Daphne gli stringe la mano, come una bimba, serrando il palmo contro il suo pollice – Alexandre ride, posandole le labbra sull’incavo del collo, mordicchiandola leggermente (che il veleno la ustioni?).
Astoria potrà esser fuggita, ma tu mai – non te lo dimenticare, Daphne, che io e te ci apparteniamo.
Lo facciamo per davvero?
Sì, per davvero – prova a scappare, se ne hai il coraggio: t’inseguirei anche tra i fantasmi e, prendendoti, ti toglierei la vita per viverla io.
Daphne sospira, una lacrima le macchia il viso.
Lo faccio perché ti amo, anche se non lo capisci.
 
***
 
Daphne si riprende – la sua mente rimane segnata, inevitabilmente: quando viene nel suo letto, è un automa.
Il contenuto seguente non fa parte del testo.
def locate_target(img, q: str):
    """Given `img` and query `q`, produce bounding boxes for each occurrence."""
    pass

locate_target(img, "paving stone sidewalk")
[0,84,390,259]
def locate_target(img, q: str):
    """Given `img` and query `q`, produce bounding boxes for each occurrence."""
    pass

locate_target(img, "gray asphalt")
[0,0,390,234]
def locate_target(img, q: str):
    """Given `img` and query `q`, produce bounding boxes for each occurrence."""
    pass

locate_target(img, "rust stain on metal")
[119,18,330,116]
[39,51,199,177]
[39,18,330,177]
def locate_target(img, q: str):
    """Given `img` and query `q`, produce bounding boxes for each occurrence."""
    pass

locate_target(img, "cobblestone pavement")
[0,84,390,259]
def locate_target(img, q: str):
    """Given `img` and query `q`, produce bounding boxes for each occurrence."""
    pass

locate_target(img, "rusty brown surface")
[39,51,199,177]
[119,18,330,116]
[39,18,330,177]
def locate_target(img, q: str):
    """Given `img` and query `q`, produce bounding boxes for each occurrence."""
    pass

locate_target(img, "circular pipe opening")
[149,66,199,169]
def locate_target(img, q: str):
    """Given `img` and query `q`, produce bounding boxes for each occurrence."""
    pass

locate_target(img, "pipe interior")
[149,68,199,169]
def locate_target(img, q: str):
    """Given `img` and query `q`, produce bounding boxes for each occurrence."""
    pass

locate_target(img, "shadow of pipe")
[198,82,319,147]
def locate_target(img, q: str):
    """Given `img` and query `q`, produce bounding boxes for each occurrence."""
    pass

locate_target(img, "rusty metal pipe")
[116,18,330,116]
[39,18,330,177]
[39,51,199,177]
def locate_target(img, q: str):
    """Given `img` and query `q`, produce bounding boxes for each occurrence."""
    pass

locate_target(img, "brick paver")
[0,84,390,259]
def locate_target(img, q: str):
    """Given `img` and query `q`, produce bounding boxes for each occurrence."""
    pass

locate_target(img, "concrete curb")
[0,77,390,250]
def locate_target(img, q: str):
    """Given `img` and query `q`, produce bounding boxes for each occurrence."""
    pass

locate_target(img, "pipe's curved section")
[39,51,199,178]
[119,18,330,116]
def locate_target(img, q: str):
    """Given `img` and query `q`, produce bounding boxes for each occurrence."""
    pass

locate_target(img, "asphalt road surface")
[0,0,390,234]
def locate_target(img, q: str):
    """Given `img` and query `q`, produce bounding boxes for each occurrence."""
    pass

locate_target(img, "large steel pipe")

Sotto di lui, a malapena riesce a respirare e, una volta, il fiato le si blocca in gola con un sibilo strozzato e termina con un pianto silenzioso (non aveva mai osato piangere, non davanti a lui).
Alexandre sorride, trionfante, ma è trionfo che dura solamente una manciata di secondi e poco di più: l’ha desiderato così tanto, spezzarla, che quando ci riesce non trova la maniera adatta per goderne. È una gioia inutile – la gente inizia a smettere di ridere di sua sorella: Daphne non ci prova nemmeno più, a reagire, e come fantasma scivola per i corridoi (e i bambini del primo anno ne hanno paura) senza dire una parola.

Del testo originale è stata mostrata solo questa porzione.